Mit der Eröffnung der Teutoburger-Wald-Eisenbahn im Jahre 1903 entstand auch der Bahnhof Gütersloh-Sundern, später Gütersloh-Ost, mit Verladestelle in Höhe der Gastwirtschaft Ortwirth. Die Bahn hatte maßgeblich Anteil an der Erschließung und Industrialisierung des ländlichen Raumes. 1935 folgten weitere Haltepunkte am Sunderweg und an der Carl-Miele-Straße. Seit Oktober 1978 wird die TWE-Trasse nur noch für den Güterverkehr genutzt.

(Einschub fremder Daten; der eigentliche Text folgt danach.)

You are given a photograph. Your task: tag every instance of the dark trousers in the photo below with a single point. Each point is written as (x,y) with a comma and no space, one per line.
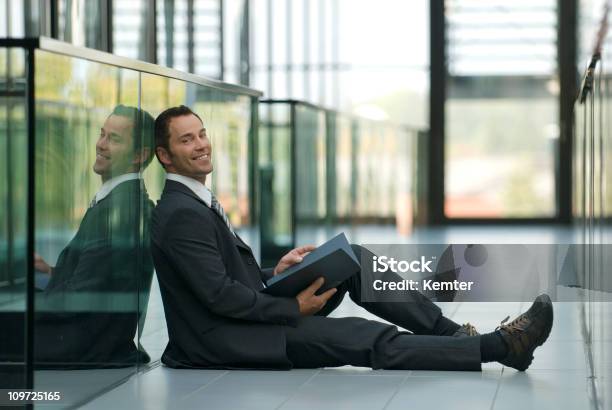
(320,341)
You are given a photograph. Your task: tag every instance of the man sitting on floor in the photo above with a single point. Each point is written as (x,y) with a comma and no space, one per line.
(218,318)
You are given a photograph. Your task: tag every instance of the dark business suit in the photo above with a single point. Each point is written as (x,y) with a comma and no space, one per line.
(88,314)
(218,318)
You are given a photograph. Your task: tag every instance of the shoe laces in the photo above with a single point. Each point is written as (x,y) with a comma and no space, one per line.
(470,329)
(517,325)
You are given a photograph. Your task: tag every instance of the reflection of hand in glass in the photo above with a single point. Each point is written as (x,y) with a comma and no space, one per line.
(41,265)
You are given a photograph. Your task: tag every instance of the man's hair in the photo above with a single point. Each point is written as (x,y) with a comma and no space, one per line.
(142,132)
(162,126)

Der Ausbau der Verkehrswege ermöglichte es zahlreichen Unternehmen, sich in Sundern anzusiedeln. Das Spektrum war vielfältig, heute sind neben den Wirus-Werken (heute Pfleiderer) noch die Betriebsstätten der ehemaligen Nudelfabrik C. H. Diestelkamp und der als Medienfabrik genutzten angrenzenden Nudelfabrik Niemöller & Brockmann, der Spedition Walter Flöttmann, der Brotfabrik W. Mestemacher GmbH, der Firma Draht-Wolf und der Weberei Niemöller & Abel vorhanden. Insgesamt ist Sundern damit ein Stadtteil, der neben landschaftlichen auch infrastrukturelle Qualitäten aufweist.